Listen, I am a compliance attorney; this is how I earn a living. But even I think the complexity is overly burdensome. Sure, your large industry giants can absorb the associated costs, but the regulatory burden can bury small, innovative start-ups. I have seen this in consultations with potential clients. They want to do the right thing, but it can be a gut punch when they see everything that is required of them.
A Practitioner’s Take: “Humble” Laws in a High-Tech World
GLBA was, by design, a humble statute: short, principle‑based, and heavily delegated to regulators for implementation. It assumed a world of branch banking and paper statements, not mobile super‑apps, embedded finance, and constant data sharing with third‑party platforms.

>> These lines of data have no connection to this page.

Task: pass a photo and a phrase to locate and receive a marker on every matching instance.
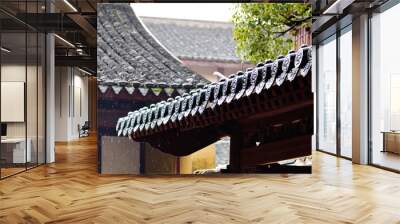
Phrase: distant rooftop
(195, 39)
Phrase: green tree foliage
(266, 30)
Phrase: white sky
(195, 11)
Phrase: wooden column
(236, 146)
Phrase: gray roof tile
(193, 39)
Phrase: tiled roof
(127, 54)
(263, 77)
(194, 39)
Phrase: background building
(357, 80)
(203, 46)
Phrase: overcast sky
(195, 11)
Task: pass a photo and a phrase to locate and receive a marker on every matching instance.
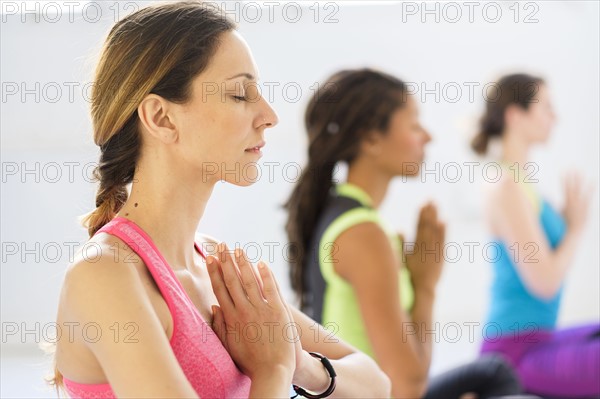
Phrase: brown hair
(519, 89)
(348, 106)
(159, 49)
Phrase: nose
(426, 137)
(268, 117)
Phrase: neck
(168, 207)
(514, 150)
(370, 179)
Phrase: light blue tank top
(513, 308)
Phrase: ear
(372, 144)
(512, 114)
(154, 115)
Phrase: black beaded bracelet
(328, 391)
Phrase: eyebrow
(243, 74)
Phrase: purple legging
(562, 363)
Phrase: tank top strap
(139, 241)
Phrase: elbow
(410, 388)
(384, 386)
(379, 382)
(544, 290)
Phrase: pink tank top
(204, 360)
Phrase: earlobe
(153, 113)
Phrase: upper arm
(365, 259)
(519, 227)
(315, 338)
(123, 331)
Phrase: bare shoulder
(103, 267)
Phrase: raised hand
(248, 298)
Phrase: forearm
(275, 383)
(358, 376)
(406, 357)
(421, 325)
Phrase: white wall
(562, 46)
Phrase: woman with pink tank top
(165, 313)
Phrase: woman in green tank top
(348, 268)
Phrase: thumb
(218, 324)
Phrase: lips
(256, 148)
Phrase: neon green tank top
(341, 310)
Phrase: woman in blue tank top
(536, 248)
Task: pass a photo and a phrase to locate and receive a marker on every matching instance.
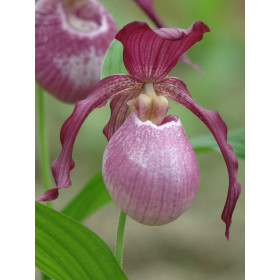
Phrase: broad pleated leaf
(207, 143)
(93, 196)
(68, 250)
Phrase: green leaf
(68, 250)
(113, 61)
(92, 196)
(207, 143)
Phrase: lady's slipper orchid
(149, 166)
(72, 37)
(148, 7)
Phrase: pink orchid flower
(71, 40)
(148, 7)
(149, 166)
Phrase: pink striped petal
(150, 57)
(148, 7)
(71, 42)
(177, 90)
(119, 112)
(101, 93)
(151, 171)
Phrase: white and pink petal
(177, 90)
(151, 171)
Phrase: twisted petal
(149, 55)
(71, 41)
(151, 171)
(177, 90)
(101, 93)
(120, 111)
(148, 7)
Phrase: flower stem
(45, 164)
(120, 238)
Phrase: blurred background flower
(193, 246)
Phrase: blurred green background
(193, 246)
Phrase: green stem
(45, 164)
(120, 238)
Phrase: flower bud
(151, 171)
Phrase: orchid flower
(72, 37)
(149, 166)
(148, 7)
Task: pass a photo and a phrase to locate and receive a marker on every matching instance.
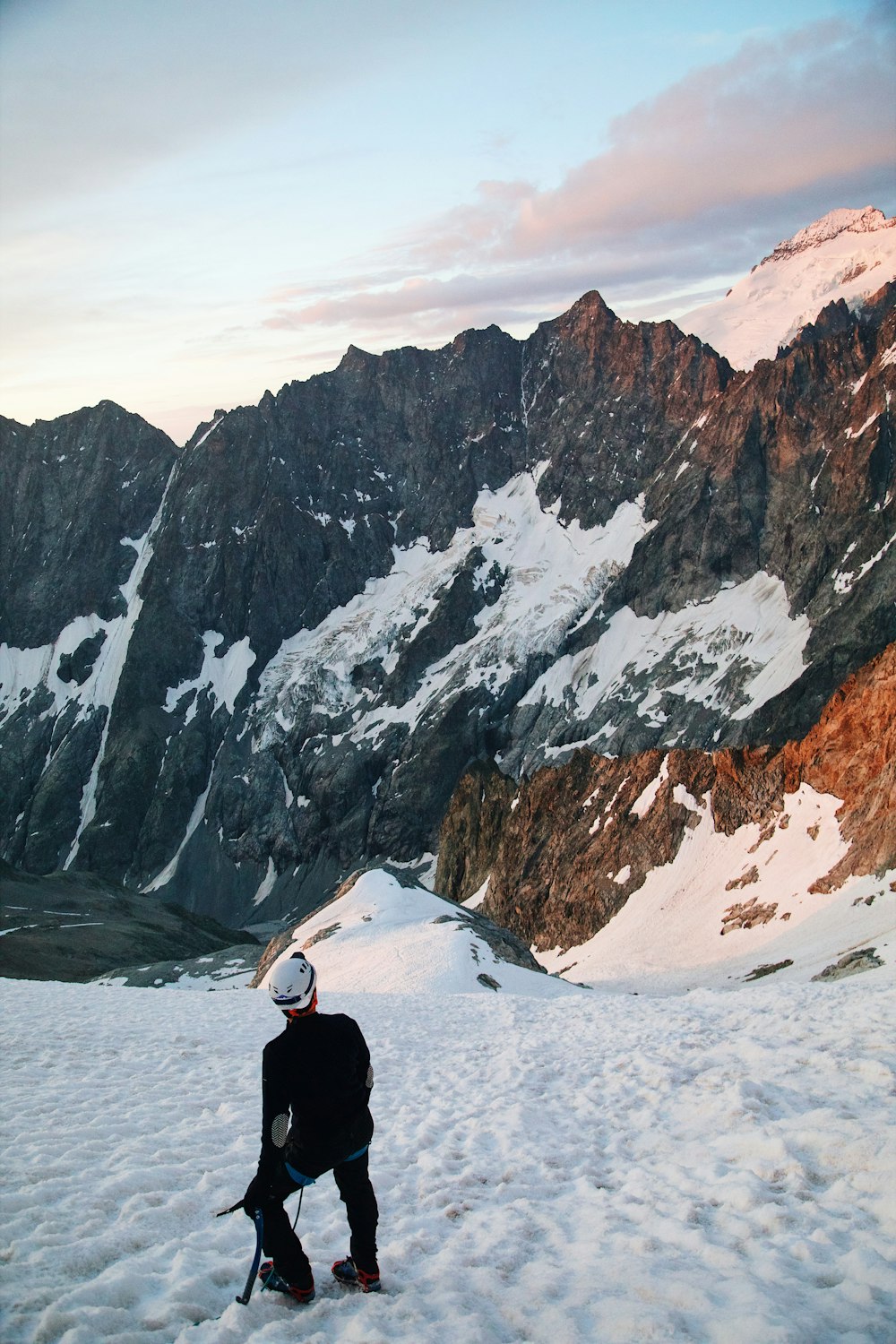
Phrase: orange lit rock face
(568, 849)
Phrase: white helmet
(292, 983)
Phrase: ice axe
(258, 1219)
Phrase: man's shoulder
(338, 1021)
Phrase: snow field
(713, 1167)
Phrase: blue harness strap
(300, 1176)
(301, 1179)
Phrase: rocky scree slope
(233, 672)
(559, 855)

Twenty years in practice show that this humility is both its strength and its liability:
- Strength, because its general principles (limit sharing, protect security, give notice) still map reasonably well onto modern data flows.

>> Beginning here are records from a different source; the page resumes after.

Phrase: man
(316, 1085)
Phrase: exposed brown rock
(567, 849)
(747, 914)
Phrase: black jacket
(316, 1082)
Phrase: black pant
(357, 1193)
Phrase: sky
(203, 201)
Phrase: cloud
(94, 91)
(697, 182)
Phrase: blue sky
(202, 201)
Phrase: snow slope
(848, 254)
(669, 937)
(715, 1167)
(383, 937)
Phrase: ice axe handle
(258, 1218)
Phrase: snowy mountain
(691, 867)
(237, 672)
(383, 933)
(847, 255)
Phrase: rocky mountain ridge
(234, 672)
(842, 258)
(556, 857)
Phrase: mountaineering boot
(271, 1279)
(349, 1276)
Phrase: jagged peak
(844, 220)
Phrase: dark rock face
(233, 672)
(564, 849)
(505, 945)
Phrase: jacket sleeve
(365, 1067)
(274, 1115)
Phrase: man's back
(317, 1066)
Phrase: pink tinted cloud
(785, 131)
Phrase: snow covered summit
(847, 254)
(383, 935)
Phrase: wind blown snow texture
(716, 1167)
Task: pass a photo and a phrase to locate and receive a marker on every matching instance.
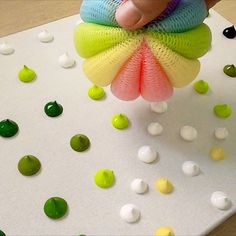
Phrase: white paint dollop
(45, 36)
(190, 168)
(66, 61)
(188, 133)
(159, 107)
(139, 186)
(6, 48)
(221, 133)
(130, 213)
(155, 128)
(147, 154)
(220, 200)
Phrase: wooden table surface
(18, 15)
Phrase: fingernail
(127, 15)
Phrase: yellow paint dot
(164, 186)
(217, 153)
(164, 231)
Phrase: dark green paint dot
(29, 165)
(2, 233)
(201, 86)
(8, 128)
(26, 74)
(230, 70)
(222, 110)
(96, 93)
(55, 207)
(79, 142)
(53, 109)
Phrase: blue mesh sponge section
(99, 11)
(187, 15)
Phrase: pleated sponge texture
(150, 61)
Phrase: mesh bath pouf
(149, 61)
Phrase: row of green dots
(220, 110)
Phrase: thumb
(133, 14)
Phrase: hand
(134, 14)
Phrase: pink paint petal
(155, 85)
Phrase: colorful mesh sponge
(149, 61)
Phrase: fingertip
(127, 15)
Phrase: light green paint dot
(222, 110)
(26, 74)
(79, 142)
(104, 178)
(96, 93)
(55, 207)
(120, 121)
(230, 70)
(201, 86)
(29, 165)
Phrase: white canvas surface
(65, 173)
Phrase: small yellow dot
(164, 186)
(164, 231)
(217, 153)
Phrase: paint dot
(120, 121)
(230, 70)
(217, 153)
(229, 32)
(104, 178)
(96, 93)
(164, 231)
(53, 109)
(130, 213)
(26, 74)
(8, 128)
(80, 142)
(163, 185)
(29, 165)
(222, 110)
(201, 86)
(55, 207)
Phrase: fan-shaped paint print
(150, 61)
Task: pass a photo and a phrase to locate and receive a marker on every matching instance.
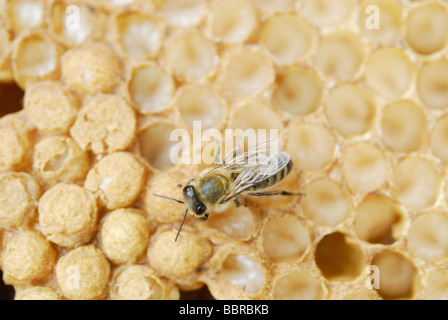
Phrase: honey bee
(247, 173)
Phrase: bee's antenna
(181, 224)
(158, 195)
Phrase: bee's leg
(276, 193)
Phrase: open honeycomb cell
(108, 109)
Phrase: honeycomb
(91, 92)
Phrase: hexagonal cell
(285, 238)
(399, 278)
(404, 126)
(439, 139)
(151, 88)
(325, 203)
(437, 287)
(192, 57)
(427, 28)
(236, 223)
(350, 109)
(416, 182)
(365, 167)
(287, 37)
(259, 118)
(298, 90)
(182, 13)
(73, 23)
(427, 237)
(378, 220)
(139, 35)
(246, 73)
(380, 20)
(311, 147)
(36, 57)
(298, 286)
(244, 272)
(389, 72)
(25, 14)
(201, 103)
(338, 258)
(156, 146)
(324, 13)
(333, 48)
(232, 21)
(432, 81)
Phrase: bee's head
(194, 204)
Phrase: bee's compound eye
(200, 208)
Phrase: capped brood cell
(25, 14)
(139, 282)
(236, 223)
(27, 257)
(287, 37)
(427, 237)
(237, 273)
(300, 285)
(105, 124)
(83, 273)
(139, 35)
(68, 215)
(256, 120)
(232, 21)
(432, 81)
(246, 73)
(157, 146)
(182, 13)
(123, 235)
(297, 90)
(379, 219)
(381, 21)
(19, 194)
(339, 54)
(75, 23)
(192, 57)
(150, 88)
(116, 179)
(399, 278)
(36, 293)
(91, 68)
(50, 106)
(285, 238)
(35, 57)
(389, 72)
(325, 13)
(59, 159)
(325, 202)
(439, 139)
(311, 147)
(201, 103)
(350, 109)
(365, 167)
(404, 126)
(427, 28)
(179, 260)
(416, 182)
(437, 285)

- Liability, because the statute does not speak in the vocabulary that now defines privacy debates: minimization, dark patterns, algorithmic profiling, and automated decision‑making.
The current legislative push is best understood as an attempt to retrofit a modest, late‑90s law onto a world of APIs, behavioral scoring, AI, and cross‑platform identities. From my perspective, that will only work if Congress is honest about three realities:
- You cannot offer meaningful deletion rights in finance without clearly acknowledging other laws requiring retention and the risk controls that require historical data.

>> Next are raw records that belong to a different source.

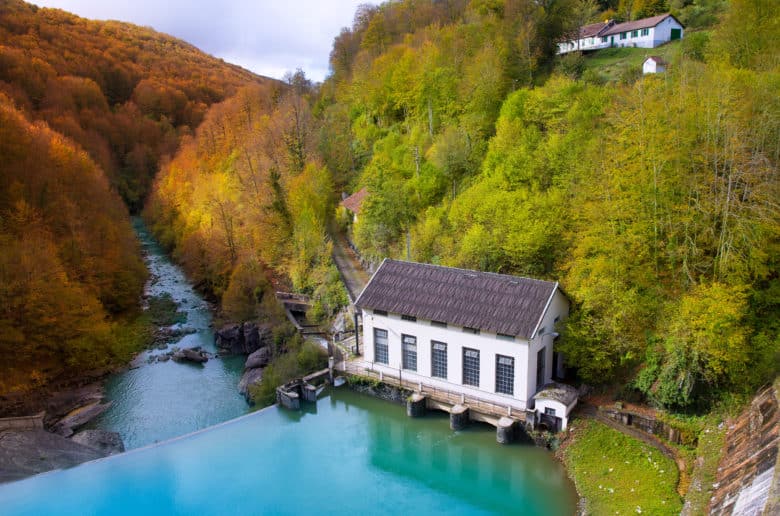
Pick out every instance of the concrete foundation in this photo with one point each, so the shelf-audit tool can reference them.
(506, 430)
(288, 399)
(415, 405)
(459, 417)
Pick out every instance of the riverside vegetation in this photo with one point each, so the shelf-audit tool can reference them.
(653, 200)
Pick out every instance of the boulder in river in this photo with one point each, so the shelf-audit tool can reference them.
(79, 417)
(108, 443)
(244, 338)
(190, 355)
(250, 378)
(259, 358)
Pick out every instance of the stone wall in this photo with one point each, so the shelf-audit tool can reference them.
(22, 422)
(747, 474)
(647, 424)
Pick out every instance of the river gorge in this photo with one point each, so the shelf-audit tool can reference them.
(348, 453)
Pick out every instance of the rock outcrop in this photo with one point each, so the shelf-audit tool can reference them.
(243, 338)
(250, 378)
(25, 453)
(259, 358)
(79, 417)
(746, 478)
(107, 443)
(190, 355)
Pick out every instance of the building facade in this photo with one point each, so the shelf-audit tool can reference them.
(645, 33)
(484, 335)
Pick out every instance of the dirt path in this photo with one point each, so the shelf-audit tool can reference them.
(352, 274)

- You cannot demand aggressive minimization and, at the same time, penalize institutions for failing to detect complex fraud patterns that are only visible in long‑term data.
- You cannot promise uniformity to lenders while preserving a free‑for‑all of state‑level experimentation on the same financial data sets.
GLBA 2.0 does not need to become a sprawling, tech‑specific codebook. A carefully updated, still “humble” statute, anchored by robust rulemaking authority, could establish crisp principles, uniform rights, contextual minimization, and aligned security, while allowing regulators to iterate as technology and threats evolve. The real test will be whether Congress is willing to trade some state flexibility for a genuinely coherent national framework that both consumers and lenders can live with. So we are relying on Congress being able to work collaboratively to develop or update the law in a fairly contentious area with multiple divergent interests. I won’t hold my breath, but I will look with hope and positivity.
If you were advising a national lender today, would you rather see GLBA 2.0 aggressively preempt state laws, or preserve some space for states to experiment at the margins of financial privacy? There is no absolutely right or wrong answer. Discussing this is how we come to a rational decision…which may be the biggest obstacle to overcome.